Being a green neoconservative is becoming less lonely, Woolsey says, especially as more hawks come to see energy as a security issue. He tells a story about an argument with a friend who is a global warming skeptic. When Woolsey explained how improvements to the electrical infrastructure could make it safer from terrorists, his friend replied, “Oh, well, that’s fine, then—we can do all that as long as it’s not because of this fictional global warming.” Former House leader Newt Gingrich recently came out in support of renewable energy, and the members of Woolsey’s Set America Free Coalition include such prominent hawks as Daniel Pipes, Frank Gaffney, and Cliff May. “It’s less that hawks are going green as that hawks and greens have some common interests,” May explains.
Woolsey concedes that he is disappointed in the Bush administration’s indifference toward renewable energy, but he notes that the president’s admission that “we’re addicted to oil” was “a sign that they’re starting to take the issue seriously.”
What does he think it will take to get Americans to really kick the oil habit?

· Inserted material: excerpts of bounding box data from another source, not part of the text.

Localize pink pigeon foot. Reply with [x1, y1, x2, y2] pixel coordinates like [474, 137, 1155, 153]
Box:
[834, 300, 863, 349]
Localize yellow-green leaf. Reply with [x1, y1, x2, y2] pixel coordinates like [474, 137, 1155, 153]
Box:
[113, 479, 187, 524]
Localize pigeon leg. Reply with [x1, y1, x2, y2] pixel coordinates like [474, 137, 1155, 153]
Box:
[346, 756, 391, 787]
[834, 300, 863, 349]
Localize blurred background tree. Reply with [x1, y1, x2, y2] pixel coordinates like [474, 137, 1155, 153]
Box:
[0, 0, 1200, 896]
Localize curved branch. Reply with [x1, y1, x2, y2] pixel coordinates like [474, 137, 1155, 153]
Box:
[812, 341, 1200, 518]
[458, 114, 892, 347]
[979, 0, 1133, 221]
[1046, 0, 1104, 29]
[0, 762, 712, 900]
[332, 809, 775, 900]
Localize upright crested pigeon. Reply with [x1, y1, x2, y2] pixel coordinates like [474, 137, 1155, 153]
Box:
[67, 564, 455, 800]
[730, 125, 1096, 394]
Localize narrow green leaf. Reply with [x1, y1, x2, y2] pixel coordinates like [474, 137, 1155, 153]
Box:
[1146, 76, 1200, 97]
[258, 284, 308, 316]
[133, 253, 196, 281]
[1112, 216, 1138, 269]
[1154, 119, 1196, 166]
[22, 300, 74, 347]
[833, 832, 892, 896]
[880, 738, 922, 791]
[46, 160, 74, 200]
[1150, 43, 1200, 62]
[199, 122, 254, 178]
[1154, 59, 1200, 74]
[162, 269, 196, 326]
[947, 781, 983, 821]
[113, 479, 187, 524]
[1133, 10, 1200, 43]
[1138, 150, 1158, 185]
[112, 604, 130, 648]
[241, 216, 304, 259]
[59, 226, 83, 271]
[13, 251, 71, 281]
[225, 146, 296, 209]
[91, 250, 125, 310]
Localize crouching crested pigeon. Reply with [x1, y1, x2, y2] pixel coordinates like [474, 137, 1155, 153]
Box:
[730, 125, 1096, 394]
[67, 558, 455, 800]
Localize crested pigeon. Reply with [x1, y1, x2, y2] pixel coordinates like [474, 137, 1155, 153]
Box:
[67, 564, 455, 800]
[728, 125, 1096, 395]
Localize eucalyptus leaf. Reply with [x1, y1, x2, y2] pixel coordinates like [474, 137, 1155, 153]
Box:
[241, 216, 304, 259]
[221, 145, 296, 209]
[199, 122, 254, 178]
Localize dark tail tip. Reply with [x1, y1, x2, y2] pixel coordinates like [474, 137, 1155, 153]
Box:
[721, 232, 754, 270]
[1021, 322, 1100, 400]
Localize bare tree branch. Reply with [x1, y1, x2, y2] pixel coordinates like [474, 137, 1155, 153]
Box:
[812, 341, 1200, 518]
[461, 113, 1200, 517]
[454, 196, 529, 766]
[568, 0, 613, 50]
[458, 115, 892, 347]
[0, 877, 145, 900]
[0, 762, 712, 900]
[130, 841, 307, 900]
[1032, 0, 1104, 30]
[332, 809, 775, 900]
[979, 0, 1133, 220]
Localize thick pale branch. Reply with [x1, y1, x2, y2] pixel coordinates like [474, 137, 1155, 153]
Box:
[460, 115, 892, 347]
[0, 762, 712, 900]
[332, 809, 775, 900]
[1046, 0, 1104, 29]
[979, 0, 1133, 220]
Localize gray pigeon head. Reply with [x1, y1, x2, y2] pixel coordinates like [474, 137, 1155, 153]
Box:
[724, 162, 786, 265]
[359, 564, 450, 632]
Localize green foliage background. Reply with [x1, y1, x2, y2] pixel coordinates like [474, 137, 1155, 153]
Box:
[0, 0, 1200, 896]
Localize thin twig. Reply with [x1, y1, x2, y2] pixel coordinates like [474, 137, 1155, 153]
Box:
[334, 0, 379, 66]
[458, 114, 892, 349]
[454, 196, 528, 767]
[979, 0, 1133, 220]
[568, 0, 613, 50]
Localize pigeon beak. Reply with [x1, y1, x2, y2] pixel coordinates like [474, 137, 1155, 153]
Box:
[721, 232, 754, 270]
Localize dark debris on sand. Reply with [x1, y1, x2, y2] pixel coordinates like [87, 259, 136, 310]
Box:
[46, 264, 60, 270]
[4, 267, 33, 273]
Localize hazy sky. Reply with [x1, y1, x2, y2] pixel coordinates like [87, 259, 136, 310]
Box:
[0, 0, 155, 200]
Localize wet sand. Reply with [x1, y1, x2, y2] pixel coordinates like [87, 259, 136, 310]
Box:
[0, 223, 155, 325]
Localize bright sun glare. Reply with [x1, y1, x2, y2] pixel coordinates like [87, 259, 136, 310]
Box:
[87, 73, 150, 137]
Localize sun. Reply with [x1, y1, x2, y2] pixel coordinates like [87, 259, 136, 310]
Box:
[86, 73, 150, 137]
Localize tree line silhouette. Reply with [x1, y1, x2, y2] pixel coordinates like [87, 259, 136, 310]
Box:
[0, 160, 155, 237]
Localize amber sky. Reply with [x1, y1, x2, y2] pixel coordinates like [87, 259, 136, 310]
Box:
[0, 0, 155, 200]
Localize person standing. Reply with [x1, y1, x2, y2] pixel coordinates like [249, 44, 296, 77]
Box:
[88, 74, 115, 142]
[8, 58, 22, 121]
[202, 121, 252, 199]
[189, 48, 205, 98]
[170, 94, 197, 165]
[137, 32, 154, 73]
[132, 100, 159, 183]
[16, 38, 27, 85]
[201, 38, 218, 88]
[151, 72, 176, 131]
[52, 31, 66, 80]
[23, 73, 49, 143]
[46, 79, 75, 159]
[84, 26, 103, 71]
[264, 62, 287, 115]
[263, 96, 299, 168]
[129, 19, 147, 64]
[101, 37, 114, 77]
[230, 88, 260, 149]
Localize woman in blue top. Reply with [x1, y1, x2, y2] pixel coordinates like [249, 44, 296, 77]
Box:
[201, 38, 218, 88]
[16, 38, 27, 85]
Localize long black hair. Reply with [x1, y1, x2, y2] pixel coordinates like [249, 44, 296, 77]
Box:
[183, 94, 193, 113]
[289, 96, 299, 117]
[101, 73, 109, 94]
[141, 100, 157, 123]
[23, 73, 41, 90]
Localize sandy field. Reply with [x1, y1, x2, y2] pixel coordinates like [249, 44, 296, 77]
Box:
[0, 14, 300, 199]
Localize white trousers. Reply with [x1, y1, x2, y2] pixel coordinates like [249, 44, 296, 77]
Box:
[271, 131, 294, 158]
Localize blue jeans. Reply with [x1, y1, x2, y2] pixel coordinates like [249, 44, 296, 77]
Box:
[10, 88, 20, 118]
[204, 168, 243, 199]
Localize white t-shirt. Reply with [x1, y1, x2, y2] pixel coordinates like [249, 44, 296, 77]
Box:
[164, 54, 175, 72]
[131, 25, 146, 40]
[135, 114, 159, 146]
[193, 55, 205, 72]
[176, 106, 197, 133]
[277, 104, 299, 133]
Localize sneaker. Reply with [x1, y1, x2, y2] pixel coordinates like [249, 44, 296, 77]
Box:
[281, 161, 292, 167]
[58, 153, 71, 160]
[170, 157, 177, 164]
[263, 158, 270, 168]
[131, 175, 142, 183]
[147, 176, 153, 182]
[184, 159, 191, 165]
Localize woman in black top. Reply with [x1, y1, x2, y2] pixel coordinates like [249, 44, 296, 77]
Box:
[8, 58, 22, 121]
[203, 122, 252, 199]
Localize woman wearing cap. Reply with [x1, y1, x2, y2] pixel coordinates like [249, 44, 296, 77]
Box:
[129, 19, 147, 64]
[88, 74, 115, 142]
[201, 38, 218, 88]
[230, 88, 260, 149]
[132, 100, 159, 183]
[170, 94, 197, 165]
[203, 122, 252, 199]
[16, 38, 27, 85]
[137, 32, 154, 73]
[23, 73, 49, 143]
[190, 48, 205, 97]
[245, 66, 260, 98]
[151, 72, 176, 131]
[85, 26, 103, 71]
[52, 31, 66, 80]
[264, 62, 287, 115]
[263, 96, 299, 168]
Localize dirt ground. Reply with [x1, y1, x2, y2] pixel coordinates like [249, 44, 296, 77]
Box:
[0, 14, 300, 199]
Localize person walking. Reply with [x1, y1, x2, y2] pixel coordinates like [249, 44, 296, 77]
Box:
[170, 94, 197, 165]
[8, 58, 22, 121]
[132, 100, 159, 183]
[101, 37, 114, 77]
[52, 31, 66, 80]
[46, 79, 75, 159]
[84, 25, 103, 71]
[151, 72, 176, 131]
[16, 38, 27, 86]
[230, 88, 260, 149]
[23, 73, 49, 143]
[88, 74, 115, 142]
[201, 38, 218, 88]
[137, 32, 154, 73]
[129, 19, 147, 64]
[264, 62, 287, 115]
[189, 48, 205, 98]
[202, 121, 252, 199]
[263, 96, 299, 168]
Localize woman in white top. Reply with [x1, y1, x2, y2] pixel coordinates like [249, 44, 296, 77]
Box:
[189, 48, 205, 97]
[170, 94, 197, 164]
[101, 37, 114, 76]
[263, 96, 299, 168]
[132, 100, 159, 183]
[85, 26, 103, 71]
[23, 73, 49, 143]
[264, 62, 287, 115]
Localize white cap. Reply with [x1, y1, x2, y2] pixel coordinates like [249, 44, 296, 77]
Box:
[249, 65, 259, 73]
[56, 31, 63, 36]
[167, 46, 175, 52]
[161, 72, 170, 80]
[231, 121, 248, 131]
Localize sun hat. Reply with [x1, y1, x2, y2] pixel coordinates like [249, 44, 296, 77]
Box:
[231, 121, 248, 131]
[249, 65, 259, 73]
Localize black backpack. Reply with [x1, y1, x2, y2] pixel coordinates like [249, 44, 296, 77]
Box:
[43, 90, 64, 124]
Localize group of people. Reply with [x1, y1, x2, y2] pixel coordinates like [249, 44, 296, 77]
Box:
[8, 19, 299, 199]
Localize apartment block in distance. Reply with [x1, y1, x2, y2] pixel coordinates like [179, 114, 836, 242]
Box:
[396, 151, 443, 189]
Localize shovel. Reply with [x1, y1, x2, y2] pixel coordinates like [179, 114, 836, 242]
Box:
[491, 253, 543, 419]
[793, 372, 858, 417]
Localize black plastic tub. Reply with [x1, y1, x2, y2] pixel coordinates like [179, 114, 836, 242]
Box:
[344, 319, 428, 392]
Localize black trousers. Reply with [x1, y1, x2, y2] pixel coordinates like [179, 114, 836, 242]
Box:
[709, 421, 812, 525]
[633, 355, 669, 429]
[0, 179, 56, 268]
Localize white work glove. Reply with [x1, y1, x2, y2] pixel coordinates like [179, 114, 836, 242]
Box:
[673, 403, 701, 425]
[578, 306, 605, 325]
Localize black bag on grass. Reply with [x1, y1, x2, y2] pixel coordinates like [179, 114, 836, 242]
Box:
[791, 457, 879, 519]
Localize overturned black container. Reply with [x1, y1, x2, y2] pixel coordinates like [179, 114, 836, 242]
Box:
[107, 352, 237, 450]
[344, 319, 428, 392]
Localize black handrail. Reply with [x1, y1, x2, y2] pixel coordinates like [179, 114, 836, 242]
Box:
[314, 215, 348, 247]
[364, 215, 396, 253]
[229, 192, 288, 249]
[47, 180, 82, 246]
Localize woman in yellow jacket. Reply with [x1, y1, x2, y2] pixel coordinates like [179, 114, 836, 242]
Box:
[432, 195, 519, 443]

Woolsey’s looking to fellow Iraq War stalwart John McCain to do the job, citing the senator’s support for a carbon-cap-and-trade system (cosponsored by Lieberman). “McCain is like Teddy Roosevelt,” Woolsey says. “You know, Teddy Roosevelt was an environmentalist. He helped found the national park system.” And how long does he think a Republican-led energy revolution would take? He estimates about eight years.